Однако сила этого желания не является универсальной или неизбежной чертой человеческой природы. Образ жизни башкир отражает иной набор ценностей. Их жизнь проще в материальном плане и подчиняется сезонным закономерностям. Летом они почти не работают. Стремление Пахома использовать их в своих интересах сводится к отсутствию у них финансовой смекалки. Они "невежественны", "просты, как овцы". Резко ограниченный интерес башкир к богатству он воспринимает не как моральный вызов его собственным ценностям, а как глупую слабость и возможность для бизнеса. Предыдущая жизнь Пахома, до вмешательства дьявола, - еще один пренебрегаемый шаблон более удовлетворительного существования. Как говорит его жена в начале истории: "Жизнь крестьянина хоть и не тучная, но долгая. Мы никогда не разбогатеем, но у нас всегда будет достаточно еды". Жизнь, не обремененная саморазрушительной жадностью, была ему доступна.
Финал истории драматизирует неизбежную, но легко забываемую истину. Как сказал экономист Джон Мейнард Кейнс в другом контексте: "В долгосрочной перспективе мы все мертвы". Под острой иронией: желая получить слишком много земли, Пахом погибает на ее крошечном участке - скрывается более широкий смысл. Кейнс, размышляя о философе Эдмунде Берке, хорошо выразил эту мысль: "Наша способность к предсказаниям так мала, наше знание отдаленных последствий так неопределенно, что редко бывает разумно жертвовать выгодой в настоящем ради сомнительной выгоды в будущем".
Неразумно разрушать свое настоящее ради будущего, которым вы, возможно, никогда не насладитесь. Однако это не значит, что хорошая жизнь состоит из потребительского безумия сиюминутных удовольствий, которое, даже если человек может себе это позволить, просто влечет за собой неудовлетворенность и истощение на гедонистической беговой дорожке. Это скорее напоминание о необходимости культивировать более долговременные источники удовлетворения, такие как семья и дружба, этичное поведение, преданность достойным целям и стремление к совершенству в значимой деятельности.
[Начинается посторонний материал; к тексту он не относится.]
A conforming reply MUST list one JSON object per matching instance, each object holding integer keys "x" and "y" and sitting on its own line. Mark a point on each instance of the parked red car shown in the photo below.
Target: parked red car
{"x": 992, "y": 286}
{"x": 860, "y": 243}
Толстой, как и Кейнс, признавал, что основные темы экономики неизбежно носят моральный и политический характер. Экономика должна изучать не только то, как люди производят и потребляют ресурсы, но и справедливость и желательность этих механизмов для отдельных людей, наций, мира природы и наших потомков. Без этих этических основ все технические усовершенствования будут просто тем, что Генри Дэвид Торо однажды назвал "улучшенными средствами для неулучшенной цели".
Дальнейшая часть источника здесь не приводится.